Now that the precedent has been set, it'll be interesting to see if
other cell phone makers start demanding Apple-style treatment from
wireless carriers. It'll also be worth watching to see how successful
they'll be in knocking off the iPhone's all-screen form factor, which
will be very difficult without Apple's touchscreen technology. Apple
has filed for around 200 patents associated with the iPhone, building
an imposing legal wall. Considering the size of the market, the stakes
are high. The phone market is, of course, divided into armed camps by
carrier, and so far the iPhone is exclusive with Cingular. Apple has
sold 100 million iPods worldwide, but Cingular has only 58 million
customers. Apple expects to launch the iPhone abroad in the fourth
quarter of this year.
It's not quite right to call the iPhone revolutionary. It won't create
a new market, or change the entertainment industry, the way the iPod
did. When you get right down to it, the device doesn't even have that
many new features—it's not like Jobs invented voicemail, or text
messaging, or conference calling, or mobile Web browsing. He just
noticed that they were broken, and he fixed them.

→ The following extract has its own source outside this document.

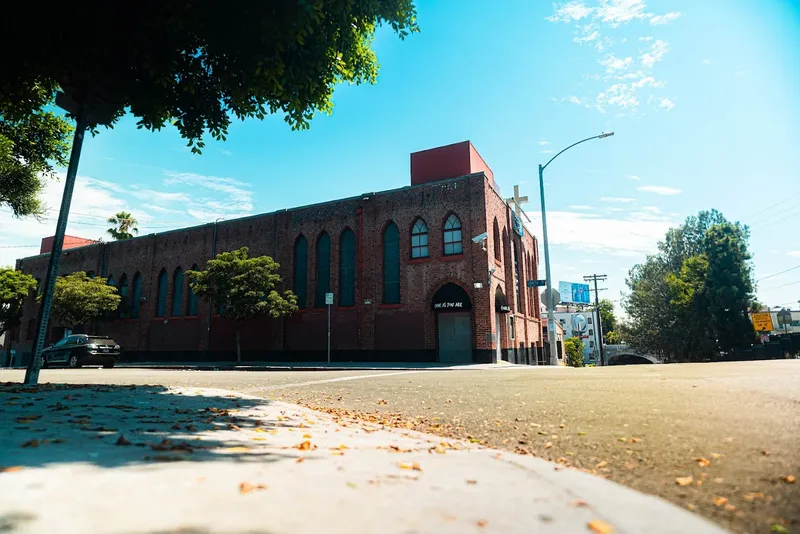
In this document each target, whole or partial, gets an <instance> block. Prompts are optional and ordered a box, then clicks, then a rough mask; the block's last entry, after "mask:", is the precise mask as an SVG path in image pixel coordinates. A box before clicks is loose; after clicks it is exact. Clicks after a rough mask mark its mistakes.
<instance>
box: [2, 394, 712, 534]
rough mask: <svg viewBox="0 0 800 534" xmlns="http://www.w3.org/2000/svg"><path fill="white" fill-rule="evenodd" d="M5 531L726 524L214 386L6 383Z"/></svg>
mask: <svg viewBox="0 0 800 534" xmlns="http://www.w3.org/2000/svg"><path fill="white" fill-rule="evenodd" d="M0 402H2V405H3V412H2V416H0V421H1V422H2V426H3V428H4V432H3V433H2V434H0V460H2V462H3V463H4V464H5V465H4V466H0V487H2V488H3V498H2V499H0V531H2V532H15V533H20V534H44V533H47V534H49V533H52V532H58V533H60V534H86V533H108V534H111V533H114V534H130V533H151V534H152V533H167V532H171V533H183V534H187V533H195V534H198V533H203V534H223V533H250V534H267V533H271V534H278V533H287V534H288V533H292V534H297V533H301V534H302V533H314V534H316V533H318V532H335V533H339V532H341V533H347V534H369V533H375V532H381V533H397V534H400V533H423V532H424V533H431V534H433V533H436V534H439V533H453V534H458V533H463V532H485V533H492V532H496V533H526V534H527V533H530V532H543V533H563V532H595V533H605V534H611V533H612V532H616V533H629V534H638V533H641V532H649V533H655V534H682V533H684V532H693V533H701V534H724V532H725V531H724V530H723V529H720V528H718V527H715V526H714V525H712V524H711V523H709V522H707V521H705V520H702V519H700V518H698V517H697V516H695V515H693V514H691V513H690V512H687V511H686V510H682V509H680V508H678V507H675V506H672V505H670V504H668V503H666V502H665V501H662V500H660V499H657V498H654V497H649V496H646V495H643V494H641V493H638V492H634V491H632V490H629V489H627V488H624V487H623V486H619V485H617V484H614V483H612V482H608V481H605V480H602V479H601V478H598V477H593V476H591V475H588V474H584V473H581V472H579V471H576V470H571V469H567V468H565V467H564V466H563V465H557V464H553V463H550V462H546V461H544V460H540V459H538V458H534V457H532V456H519V455H516V454H513V453H509V452H501V451H498V450H494V449H489V448H485V447H482V446H480V445H475V444H471V443H468V442H460V441H458V440H443V439H442V438H439V437H436V436H432V435H429V434H420V433H418V432H414V431H411V430H408V429H392V428H385V425H381V424H380V423H369V422H364V421H349V420H343V419H342V418H336V417H332V416H330V415H327V414H323V413H319V412H315V411H312V410H308V409H305V408H302V407H299V406H296V405H291V404H286V403H282V402H279V401H274V400H266V399H263V398H260V397H252V396H245V395H241V394H233V393H231V392H229V391H226V390H219V389H209V388H195V387H192V388H178V387H163V386H109V385H100V386H97V385H95V386H81V385H61V384H55V385H48V384H45V385H43V386H42V387H39V388H26V387H23V386H20V385H0Z"/></svg>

But that's important. When our tools don't work, we tend to blame
ourselves, for being too stupid or not reading the manual or having
too-fat fingers. "I think there's almost a belligerence—people are
frustrated with their manufactured environment," says Ive. "We tend to
assume the problem is with us, and not with the products we're trying
to use." In other words, when our tools are broken, we feel broken.
And when somebody fixes one, we feel a tiny bit more whole.